Description
Bug Report
What did you do?
Given a controller manager Deployment managed by a CSV, attempting a kubectl rollout restart
on the controller manager produces an unexpected result.
What did you expect to see?
A new Replica Set with a new set of pods comes up, replacing the existing RS.
What did you see instead? Under which circumstances?
A new RS is created but it gets immediately scaled down and the old RS takes over instead.

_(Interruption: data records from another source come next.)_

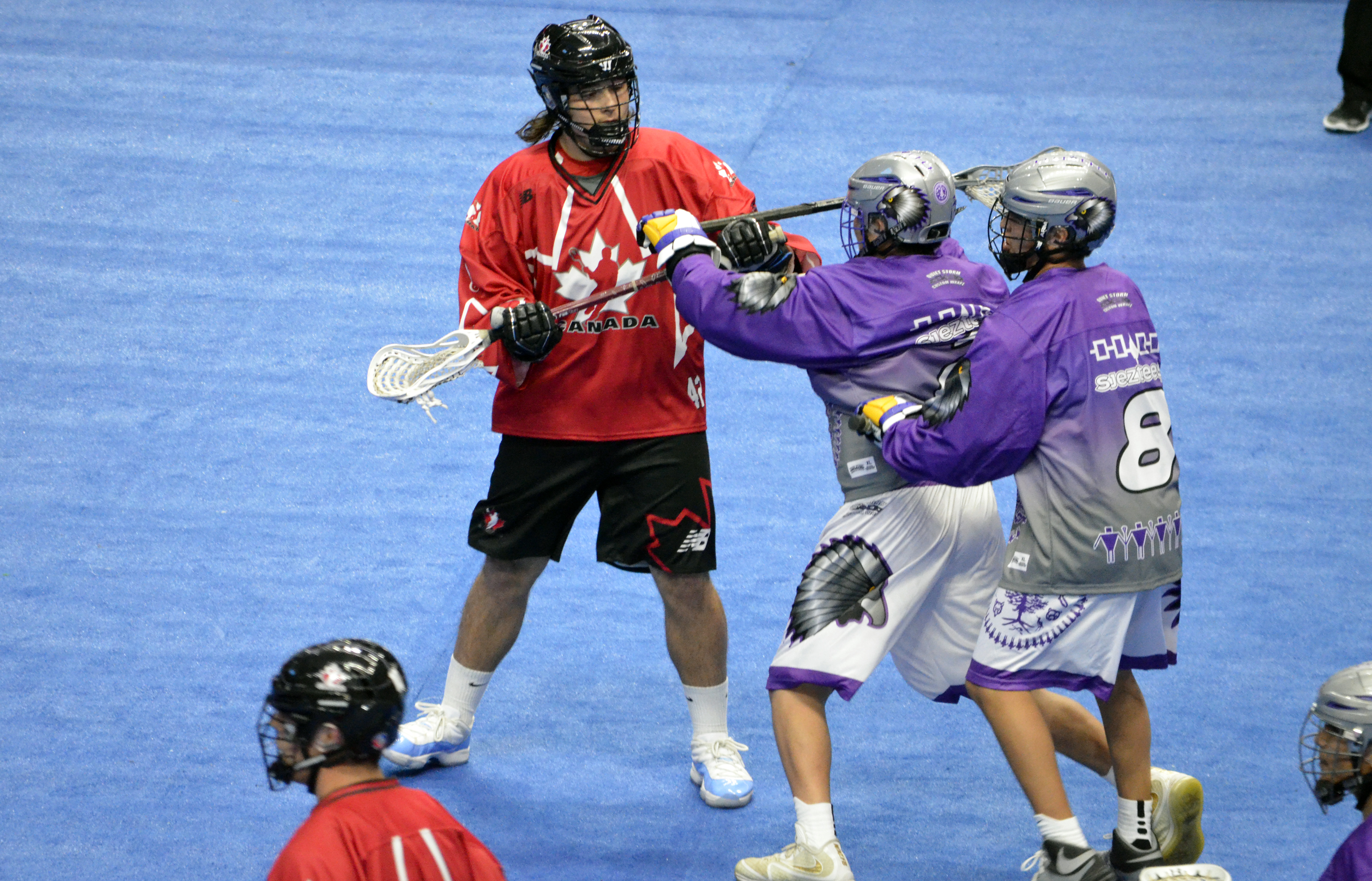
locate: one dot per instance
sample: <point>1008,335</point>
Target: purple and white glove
<point>875,418</point>
<point>673,237</point>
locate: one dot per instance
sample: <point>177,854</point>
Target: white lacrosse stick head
<point>402,374</point>
<point>1195,872</point>
<point>987,183</point>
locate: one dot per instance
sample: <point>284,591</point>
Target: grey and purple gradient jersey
<point>862,330</point>
<point>1067,396</point>
<point>1353,859</point>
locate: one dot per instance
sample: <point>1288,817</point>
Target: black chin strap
<point>1364,791</point>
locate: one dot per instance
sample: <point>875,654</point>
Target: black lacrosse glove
<point>529,331</point>
<point>750,247</point>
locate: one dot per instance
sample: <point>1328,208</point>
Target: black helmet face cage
<point>601,117</point>
<point>1013,238</point>
<point>901,209</point>
<point>577,67</point>
<point>284,742</point>
<point>1331,761</point>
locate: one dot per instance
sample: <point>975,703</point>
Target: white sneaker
<point>802,859</point>
<point>441,733</point>
<point>718,769</point>
<point>1178,801</point>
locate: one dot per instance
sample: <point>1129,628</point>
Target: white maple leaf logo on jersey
<point>578,282</point>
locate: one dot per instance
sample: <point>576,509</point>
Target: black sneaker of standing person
<point>1349,117</point>
<point>1130,861</point>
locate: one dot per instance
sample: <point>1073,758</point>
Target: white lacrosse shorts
<point>940,549</point>
<point>1076,643</point>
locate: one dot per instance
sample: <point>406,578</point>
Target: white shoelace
<point>442,722</point>
<point>723,758</point>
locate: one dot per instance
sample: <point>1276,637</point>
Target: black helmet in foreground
<point>342,700</point>
<point>575,60</point>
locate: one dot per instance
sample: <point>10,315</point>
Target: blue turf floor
<point>215,213</point>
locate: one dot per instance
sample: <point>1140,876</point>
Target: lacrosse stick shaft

For example:
➜ oc describe deploy
Name: quay-operator-tng
Namespace: default
CreationTimestamp: Wed, 28 Aug 2024 09:16:06 +0200
Labels: olm.deployment-spec-hash=5UgbKi05MO7Ei5ZQssoGmupLx4sNY2p8bWGNDS
olm.managed=true
olm.owner=quay-operator.v3.8.13
olm.owner.kind=ClusterServiceVersion
olm.owner.namespace=default
operators.coreos.com/project-quay.default=
Annotations: deployment.kubernetes.io/revision: 8
Selector: name=quay-operator-alm-owned
Replicas: 1 desired | 1 updated | 1 total | 1 available | 0 unavailable
StrategyType: RollingUpdate
MinReadySeconds: 0
RollingUpdateStrategy: 25% max unavailable, 25% max surge
.......
.......
Conditions:
Type Status Reason
---- ------ ------
Available True MinimumReplicasAvailable
Progressing True NewReplicaSetAvailable
OldReplicaSets: quay-operator-tng-684667795f (0/0 replicas created)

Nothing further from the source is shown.